The psychoactive experience of cannabis can help shift our consciousness to a place of more openness. When we are dealing with chronic symptoms, or just the stress of day to day life, it’s easy to close off and hang on out of survival. Cannabis helps us to break down these barriers and open up. This happens through a few different avenues.

  1. Euphoric Mood

    In the wrong setting or circumstance, euphoria can be unsettling, but for the large majority of cannabis users it’s a side benefit, not a side effect. Getting high lifts us up, induces a positive happy mood, helps promote a state of relaxation, and let’s us let go of worries and stress. We might even giggle and socialize more. Time shifts, and enjoyable pleasurable experiences, foods, and things, become heightened.

  2. Unbundling from Symptoms and Suffering

    Day to day life with chronic illness can feel heavy, like a weight that you never put down. The more you fight having to carry this weight around, the heavier and more tiresome it feels. Sometimes, it’s all we can see. The state of consciousness that Cannabis induces can help patients to notice and become aware of different layers to their experience with chronic illness.

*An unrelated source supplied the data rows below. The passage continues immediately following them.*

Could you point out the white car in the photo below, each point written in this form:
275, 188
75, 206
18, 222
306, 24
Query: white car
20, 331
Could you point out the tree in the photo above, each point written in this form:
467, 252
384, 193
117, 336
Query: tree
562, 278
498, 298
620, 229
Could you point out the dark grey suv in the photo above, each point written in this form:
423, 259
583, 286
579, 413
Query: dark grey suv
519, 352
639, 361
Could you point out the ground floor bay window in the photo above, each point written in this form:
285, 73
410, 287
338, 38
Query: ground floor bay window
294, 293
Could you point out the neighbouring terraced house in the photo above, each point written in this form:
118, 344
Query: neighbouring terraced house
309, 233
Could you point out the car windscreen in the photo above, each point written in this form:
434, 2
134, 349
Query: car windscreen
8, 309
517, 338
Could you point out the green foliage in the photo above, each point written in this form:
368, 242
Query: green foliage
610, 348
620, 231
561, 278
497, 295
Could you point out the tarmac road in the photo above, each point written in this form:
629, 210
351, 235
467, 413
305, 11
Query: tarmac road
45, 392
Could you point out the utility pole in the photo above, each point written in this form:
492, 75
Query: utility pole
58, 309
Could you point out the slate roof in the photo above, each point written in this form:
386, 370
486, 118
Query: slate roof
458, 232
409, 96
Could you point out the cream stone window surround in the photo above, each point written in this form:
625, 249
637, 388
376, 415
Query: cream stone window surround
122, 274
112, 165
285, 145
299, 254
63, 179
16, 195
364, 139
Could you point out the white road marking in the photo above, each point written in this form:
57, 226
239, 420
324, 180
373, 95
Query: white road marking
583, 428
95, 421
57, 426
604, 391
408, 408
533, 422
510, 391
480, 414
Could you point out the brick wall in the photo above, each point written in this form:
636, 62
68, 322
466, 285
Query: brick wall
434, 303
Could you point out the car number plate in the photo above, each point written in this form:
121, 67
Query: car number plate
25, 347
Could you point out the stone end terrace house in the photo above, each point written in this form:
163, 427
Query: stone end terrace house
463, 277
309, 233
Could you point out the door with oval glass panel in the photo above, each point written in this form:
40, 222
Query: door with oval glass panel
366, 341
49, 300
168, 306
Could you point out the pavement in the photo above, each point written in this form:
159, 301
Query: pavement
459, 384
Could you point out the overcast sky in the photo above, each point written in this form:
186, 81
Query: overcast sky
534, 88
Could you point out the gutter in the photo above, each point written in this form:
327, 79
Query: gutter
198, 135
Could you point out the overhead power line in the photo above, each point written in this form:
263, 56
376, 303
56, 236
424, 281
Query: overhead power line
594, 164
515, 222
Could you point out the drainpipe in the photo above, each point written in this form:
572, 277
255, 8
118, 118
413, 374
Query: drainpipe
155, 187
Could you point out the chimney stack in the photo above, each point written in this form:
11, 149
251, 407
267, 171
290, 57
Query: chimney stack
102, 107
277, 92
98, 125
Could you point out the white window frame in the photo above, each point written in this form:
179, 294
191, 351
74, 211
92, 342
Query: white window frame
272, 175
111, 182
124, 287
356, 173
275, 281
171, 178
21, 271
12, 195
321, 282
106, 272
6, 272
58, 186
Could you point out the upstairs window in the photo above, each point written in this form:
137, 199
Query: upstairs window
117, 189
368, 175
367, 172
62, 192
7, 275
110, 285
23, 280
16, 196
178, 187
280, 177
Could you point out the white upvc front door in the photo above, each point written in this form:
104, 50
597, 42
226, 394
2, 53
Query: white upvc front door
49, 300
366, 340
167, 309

This new perspective can help patients learn to perceive their pain and symptoms as something neutral, instead of something to cringe at or judge. This unbundling of suffering, or state of radical acceptance, is shown to improve quality of life and overall functioning. It’s an integral piece of coping with chronic illness. For me, this mindset shift has been an ongoing process that takes a conscious effort, but it has been one of the most healing things I do for myself.

  3. Disconnection & Integration with Other Practices

    Sometimes we just need a vacation from our symptoms and the reality of day to day life with chronic illness (or let’s be real - life in general). Cannabis, and the quick shift from suffering to euphoria, can help us to disconnect and check out - something, that again, when used with intention can be incredibly healing. Patients who understand this benefit can use it to their advantage. Try integrating other wellness practices- like yoga and meditation, to obtain even deeper benefits.

  4. Lasting Effects

    The psychoactive experience of Cannabis can have lasting benefits beyond the immediate high. Patients often report realizations and connections gained under the influence of cannabis that serve them in times to come. These benefits can include a deeper sense of spiritual connection, an ability to see things from different perspectives, creative solutions, greater acceptance, and capacity to change. I find cannabis extremely helpful in processing through trauma and other difficult experiences.

Tips for Getting High as Medicine 

  1. If it’s your first time, take your first dose at night before bed or after dinner. This will allow you to experience the effects without having to worry about places to be or things to do. Proper mindset and setting have a strong influence on the experience. If needed, consider having a friend or loved one with you for reassurance.

  2. Medicate with a high THC product before writing in your journal.

  3. Medicate before nature walk, yoga, meditation, or another wellness practice.

  4. Medicate and listen to some of your favorite music.

  5. Medicate and create - draw, make music, paint, craft, write. Whatever creative outlet you enjoy.

  6. Grab a friend. I don’t mean share your meds, that would be illegal, but we are social beings and getting high is always better with someone you love.

  7. Grab your lover. Sex is healing, and for many of us with chronic illness it can be difficult. Cannabis can help break down some of those barriers and let you enjoy the experience (and it will make it feel better!).

  8. If enjoyable, get high intentionally at least once weekly exploring various doses of THC. Be mindful to use with intention. If you are prone to disconnecting and checking out of your psychoactive use, be mindful of things to look for.